Step 2: Choose the Smallest Architecture That Works
Use references/principles.md.
Classify the system before proposing changes:
| Pattern | Use when | Avoid when |
|---|
| Deterministic workflow | The task is mostly rule-based or decomposes cleanly in code | The model must explore or use tools adaptively |
| Single agent | One prompt plus tools can reliably solve the task in a loop | Prompt complexity or tool overload makes behavior unstable |
| Multi-agent system | Distinct roles, tools, or trust boundaries must stay separate | You are adding agents without a measured bottleneck |
Prefer deterministic preprocessing, retrieval, routing, or thresholds before adding more agent autonomy.
Step 3: Map the Real Execution Path
Write an execution-path summary that names:
- static instructions
- dynamic request context
- deterministic preprocessing and normalization
- retrieval or candidate generation
- tool list and tool descriptions
- loop and stop conditions
- final output schema
- post-model validation or sanitization
- automation thresholds and approval gates
- current evals, traces, tests, or queue feedback
For classifier-style systems, separate deterministic stages from model-driven stages. Do not review only the prompt if code outside the prompt decides most of the behavior.

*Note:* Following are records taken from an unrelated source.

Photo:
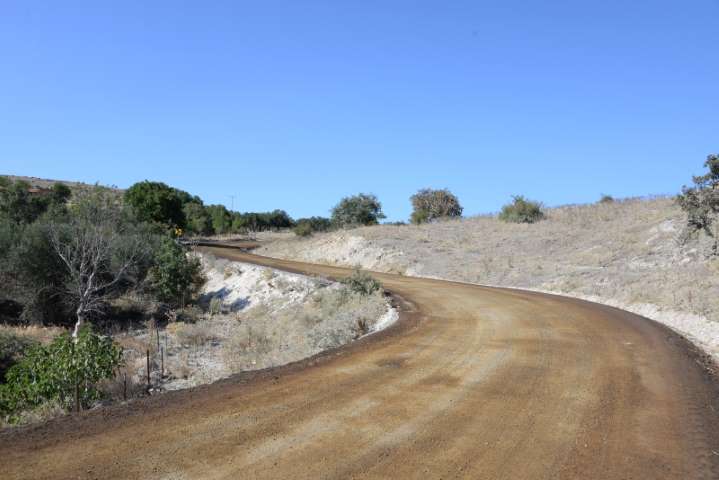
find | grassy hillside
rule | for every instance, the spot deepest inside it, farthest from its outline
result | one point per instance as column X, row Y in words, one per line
column 627, row 253
column 47, row 183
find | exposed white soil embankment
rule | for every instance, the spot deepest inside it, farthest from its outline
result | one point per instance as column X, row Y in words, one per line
column 253, row 318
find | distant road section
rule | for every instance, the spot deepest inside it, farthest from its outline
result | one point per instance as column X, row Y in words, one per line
column 472, row 382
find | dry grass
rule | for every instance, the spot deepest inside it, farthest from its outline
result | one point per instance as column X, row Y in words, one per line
column 628, row 250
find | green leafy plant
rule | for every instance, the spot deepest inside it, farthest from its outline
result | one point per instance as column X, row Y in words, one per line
column 521, row 210
column 362, row 282
column 361, row 209
column 429, row 204
column 175, row 277
column 59, row 372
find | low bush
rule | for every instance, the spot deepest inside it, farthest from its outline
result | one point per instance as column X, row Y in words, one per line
column 429, row 205
column 12, row 347
column 362, row 282
column 303, row 229
column 521, row 210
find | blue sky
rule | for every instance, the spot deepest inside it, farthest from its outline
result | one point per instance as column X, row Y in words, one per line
column 295, row 104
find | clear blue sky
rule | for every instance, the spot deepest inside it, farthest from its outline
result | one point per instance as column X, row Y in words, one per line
column 295, row 104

Step 4: Identify the Primary Bottleneck
Inspect the highest-risk layer first:
| Layer | Check |
|---|
| Architecture | Is this over-agentized? |
| Prompt | Is policy explicit, structured, and stable enough for caching? |
| Retrieval | Is the right evidence or candidate set available before the model decides? |
| Tools | Are tool interfaces narrow, typed, and easy to choose correctly? |
| Output contract | Are actions and state machine-checkable? |
| Runtime | Are retries, stop conditions, and fallbacks explicit? |
| Boundaries | Are approvals, auth, and trust boundaries enforced outside the prompt? |
| Thresholds | Do confidence and automation gates map to real consequences? |
| Evals | Can proposed changes be measured? |
Do not default to prompt rewrites if retrieval, thresholds, or post-model guards dominate the failures.
Step 5: Follow the Relevant Review or Design Path
Review or Debug Path
- Summarize the execution path.
- Name the primary bottleneck.
- Report findings ordered by severity.
- Recommend the smallest effective changes first.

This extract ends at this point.